Now bring everything together in the main agent loop:

import json
import os
from openai import OpenAI
from memory import AgentMemory

class Agent:
    def __init__(self, api_key: str):
        self.client = OpenAI(api_key=api_key)
        self.tools = [CalculatorTool(), FileReaderTool()]
        self.memory = AgentMemory()
        self._build_system_prompt()

    def _build_system_prompt(self):
        tool_desc = "\n".join(
            f"- {t.name}: {t.description}" for t in self.tools
        )
        self.system_prompt = (
            "You are a helpful AI assistant. "
            "You have access to these tools:\n"
            f"{tool_desc}\n\n"
            "When you need a tool, respond with ONLY JSON:\n"
            '{"tool": "tool_name", "args": {"key": "value"}}\n\n'
            "Otherwise, respond normally."
        )

    def _parse_tool_call(self, response: str) -> dict | None:
        try:
            return json.loads(response)
        except json.JSONDecodeError:
            return None

    def _execute_tool(self, call: dict) -> str:
        tool_name = call.get("tool")
        args = call.get("args", {})
        for tool in self.tools:
            if tool.name == tool_name:
                return tool.execute(**args)
        return f"Unknown tool: {tool_name}"
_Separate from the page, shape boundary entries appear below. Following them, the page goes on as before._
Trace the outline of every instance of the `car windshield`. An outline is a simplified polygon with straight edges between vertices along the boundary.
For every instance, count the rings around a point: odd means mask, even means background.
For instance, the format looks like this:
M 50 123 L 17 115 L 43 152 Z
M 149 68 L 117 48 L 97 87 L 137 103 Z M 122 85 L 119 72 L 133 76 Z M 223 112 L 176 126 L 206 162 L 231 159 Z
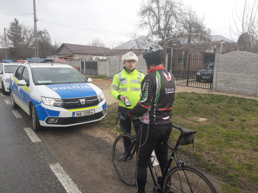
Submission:
M 17 65 L 6 65 L 4 66 L 4 72 L 5 73 L 13 73 L 18 67 Z
M 214 63 L 208 63 L 203 66 L 203 68 L 214 68 Z
M 88 82 L 73 68 L 34 68 L 32 69 L 36 85 Z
    def chat(self, user_input: str) -> str:
        self.memory.add("user", user_input)

        messages = [
            {"role": "system", "content": self.system_prompt},
            *self.memory.get_messages(),
        ]

        response = self.client.chat.completions.create(
            model="gpt-4",
            messages=messages,
        )
        assistant_msg = response.choices[0].message.content

        tool_call = self._parse_tool_call(assistant_msg)
        if tool_call:
            result = self._execute_tool(tool_call)
            self.memory.add("assistant", f"Used tool: {tool_call.get('tool')}")
            self.memory.add("system", f"Tool result: {result}")
            return result

        self.memory.add("assistant", assistant_msg)
        return assistant_msg

if __name__ == "__main__":
    api_key = os.environ.get("OPENAI_API_KEY")
    if not api_key:
        print("Set OPENAI_API_KEY environment variable")
        exit(1)

    agent = Agent(api_key)
    print("Agent ready. Type quit to exit.")
    while True:
        user = input("You: ")
        if user.lower() == "quit":
            break
        reply = agent.chat(user)
        print(f"Agent: {reply}")

Step 6: Run It

Set your API key and start chatting:

export OPENAI_API_KEY="your-key-here"
python agent.py

Try asking:

  • "What is 42 * 17 + 8?" → uses the calculator tool
  • "Read the contents of README.md" → uses the file reader tool
  • "Hello, how are you?" → normal conversation, no tool needed

Comparison: Manual Tools vs Native Function Calling

AspectJSON-in-Text (This Tutorial)Native Function Calling
Setup complexitySimpleRequires API support
ReliabilityGood with clear promptsExcellent
Multi-providerWorks with any LLMProvider-specific
Learning valueHigh — you see the mechanicsLower — abstracted away

Extending the Agent

From here you can add more tools and capabilities:

  1. Web search tool — integrate the DuckDuckGo or Serper API for real-time information
  2. Code execution — use the subprocess module to run shell commands safely
  3. Skill modules — create a skills/ directory where each file defines a capability the agent loads at startup
  4. Multi-agent coordination — run multiple agents that communicate via a message bus

Key Takeaways

  • Tool calling is fundamentally about giving the LLM structured choices and parsing its decisions
  • Persistent memory is just message history saved between turns — keep it simple first
  • Every tool follows the same interface: name, description, parameters, and an execute method
  • Start with text-based JSON tool calling, then migrate to native function-calling APIs when ready

The pattern you learned here is the same foundation used by production frameworks like LangChain, AutoGen, and CrewAI. Understanding the mechanics at this level makes you a better agent developer regardless of which framework you eventually choose.